Now, the number one thing that you're always taught as an attorney is never to put a witness on the stand and ask him a question if you don't know what he is going to say. Well, the judge had already hammered my witness and made him spiteful. My witness had told me he wouldn't testify, so I asked the judge for an adjournment of the case. The judge denied it. The defense was really excited.

I made the opening statement and put the witness up, and all I could think of was, "Let this mind be in you, which was also in Christ Jesus." I started asking him questions, and eventually he testified. He didn't do a very good job. He kind of denied things about having the knife. He insinuated that when he left, she wasn't dead; that he injured her but didn't kill her; and that someone else, maybe the husband, must have killed her; he didn't know.

Star witnesses, all in chains, reveal the truth
During this time, the woman witness was arrested and brought in from out of town. The fellow who was going to testify from the auto dealership was found, arrested, and was now in custody. My police officer (detective) was there in prison, of course. All four of my star witnesses were in chains while they testified. Then the defense council made a huge mistake: he made insinuating statements that made my witness (the man with the knife) really mad. So my witness came through, spoke up, and told the whole truth. The jury did convict the husband -- who not only had his wife killed but also tried to get her insurance money -- of first degree murder, which has no parole. That was the end of that, and that was my last case.

"When God shuts a door, he opens a window"
I ran for office next. My opponent was a fellow who had never practiced law in the county but had helped the governor get into office. While we got more votes in the history of voting for circuit judge, we still didn't win.

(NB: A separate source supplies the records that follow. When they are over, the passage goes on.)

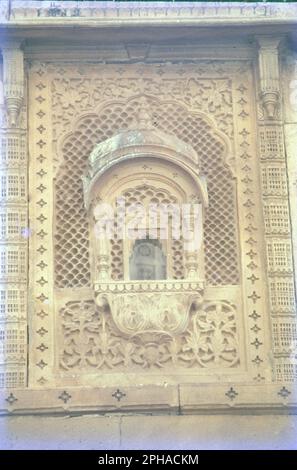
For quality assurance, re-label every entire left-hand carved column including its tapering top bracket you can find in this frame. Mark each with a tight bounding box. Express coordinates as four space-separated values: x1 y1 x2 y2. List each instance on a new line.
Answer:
0 41 29 389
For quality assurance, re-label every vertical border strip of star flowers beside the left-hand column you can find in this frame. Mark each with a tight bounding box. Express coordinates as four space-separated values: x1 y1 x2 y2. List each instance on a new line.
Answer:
29 62 55 387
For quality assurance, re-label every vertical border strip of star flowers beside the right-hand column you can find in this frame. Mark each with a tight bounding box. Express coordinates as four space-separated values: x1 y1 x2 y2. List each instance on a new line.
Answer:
233 72 271 382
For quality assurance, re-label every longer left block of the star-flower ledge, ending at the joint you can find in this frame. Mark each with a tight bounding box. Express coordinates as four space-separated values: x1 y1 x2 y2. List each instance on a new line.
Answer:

But we made a lot of friends. The county gave me credit for all the work I'd done for the city, and I was able to take early retirement. I was planning to take a little time before returning to work, to teach at a law school somewhere. During this time, I turned to the Bible for direction. The story of Daniel in the lions' den was helpful. When Darius was concerned for Daniel's safety, he said, "[T]hy God whom thou servest continually, he will deliver thee" (Dan. 6:16). I realized that Daniel had faith in God to take care of him in a lions' den, so I had no reason to doubt Him. The saying, "When God shuts a door, he opens a window" certainly is true. Rather than going back to law, I was able to use my MBA in retirement. I have been enjoying traveling with my family ever since.

A few bits of advice
To those who want to be lawyers:

  • Remember that just because you're going to go into law doesn't mean that you're going to be a practicing attorney or trial attorney.
  • You don't have to be in such a hurry to take a job wherever it is.
  • Think very carefully about the lifestyle you want to lead.
  • Think very carefully about where you want to live for the rest of your life and see if you can find a job in that area.
  • There are several different things to do or that you end up doing with a law degree.